Home care doesn’t have that luxury, as every hour paid is an hour billed. Median level home care agencies in Arizona will pay $80,000 or more per year in Worker Compensation, Liability Coverage and the employer portions of Social Security & Medicare. These costs all cut into what an agency can pay caregivers.

Then there’s the complicated matter of finding qualified caregivers. In many ways this industry has become a mercenary field, where caregivers will jump between agencies depending on who has the most hours at any given time. They’re generally not thinking of who might have group insurance, who carries supplemental insurance policies or who has been in business longer. Getting eight hours a day instead of six could be the difference in being able to pay the rent or not.

Our company currently has about 20 caregivers who have been with us now for more than a decade. This is extremely uncommon in our industry. The first caregiver we hired has been with us now for more than 30 years. These caregivers aren’t still with us because they will be able to afford a villa in Spain when they retire. They are with us because they feel valued, listened to and respected. We believe life is bigger than your job, that family always comes first and that because we hire experienced certified professional caregivers we expect them to be treated as such both by our management staff and by our clients.

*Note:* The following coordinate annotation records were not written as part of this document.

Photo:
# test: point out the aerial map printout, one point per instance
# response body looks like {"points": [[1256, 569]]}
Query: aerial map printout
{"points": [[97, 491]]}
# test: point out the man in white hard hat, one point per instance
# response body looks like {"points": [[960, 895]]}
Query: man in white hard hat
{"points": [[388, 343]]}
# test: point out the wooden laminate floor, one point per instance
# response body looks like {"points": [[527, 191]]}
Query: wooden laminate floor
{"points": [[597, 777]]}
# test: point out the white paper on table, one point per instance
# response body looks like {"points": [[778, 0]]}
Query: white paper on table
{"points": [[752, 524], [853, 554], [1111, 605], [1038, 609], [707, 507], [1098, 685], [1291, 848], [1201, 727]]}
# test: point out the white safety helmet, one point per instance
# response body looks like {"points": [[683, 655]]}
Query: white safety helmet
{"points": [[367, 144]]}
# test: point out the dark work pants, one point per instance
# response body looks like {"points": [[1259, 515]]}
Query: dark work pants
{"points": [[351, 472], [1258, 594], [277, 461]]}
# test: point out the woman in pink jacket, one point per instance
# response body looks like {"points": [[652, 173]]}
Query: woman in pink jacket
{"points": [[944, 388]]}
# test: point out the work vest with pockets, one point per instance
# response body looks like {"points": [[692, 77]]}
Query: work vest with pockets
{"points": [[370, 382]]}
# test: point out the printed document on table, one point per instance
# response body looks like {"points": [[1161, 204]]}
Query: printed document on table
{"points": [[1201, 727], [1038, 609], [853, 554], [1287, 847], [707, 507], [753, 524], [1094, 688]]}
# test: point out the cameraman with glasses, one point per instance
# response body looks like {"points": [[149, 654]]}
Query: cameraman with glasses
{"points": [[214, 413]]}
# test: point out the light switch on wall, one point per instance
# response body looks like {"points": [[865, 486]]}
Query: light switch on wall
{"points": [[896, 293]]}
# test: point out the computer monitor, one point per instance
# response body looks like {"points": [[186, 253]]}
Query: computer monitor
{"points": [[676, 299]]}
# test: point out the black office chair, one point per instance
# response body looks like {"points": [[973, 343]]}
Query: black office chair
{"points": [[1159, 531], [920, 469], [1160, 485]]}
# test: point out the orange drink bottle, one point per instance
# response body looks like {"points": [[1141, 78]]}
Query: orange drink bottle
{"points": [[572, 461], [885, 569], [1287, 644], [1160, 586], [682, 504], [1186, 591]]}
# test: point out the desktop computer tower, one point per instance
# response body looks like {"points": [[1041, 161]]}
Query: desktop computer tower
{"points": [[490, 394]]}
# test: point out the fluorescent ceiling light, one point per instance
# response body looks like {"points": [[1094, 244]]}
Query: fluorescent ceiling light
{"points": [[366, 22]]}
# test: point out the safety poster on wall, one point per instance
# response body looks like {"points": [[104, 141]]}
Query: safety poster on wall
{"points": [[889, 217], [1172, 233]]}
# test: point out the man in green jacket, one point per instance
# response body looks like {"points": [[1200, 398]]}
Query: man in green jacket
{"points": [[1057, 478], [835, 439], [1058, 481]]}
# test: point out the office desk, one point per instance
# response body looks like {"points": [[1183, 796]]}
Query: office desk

We frequently hear how uncommon this approach is to treating caregivers. Unfortunately the standard we have makes recruiting incredibly difficult. Our demographic is still largely analog, either not owning a computer or not having internet service in their home. This means they aren’t looking on employment websites for jobs, or if they sign up, you never know when they will check it again.

The challenge of recruiting the best and not settling for less means we go through extended stretches where we are unable to take on new clients because we would not be able to provide the service at the level we expect and the level that has people calling us every day looking for help. While it frustrates us when we can’t take on a client that is perfectly suited for us, it means that when we do take a client on that client will receive care at the highest level possible. In the end, that’s what people should expect from care providers.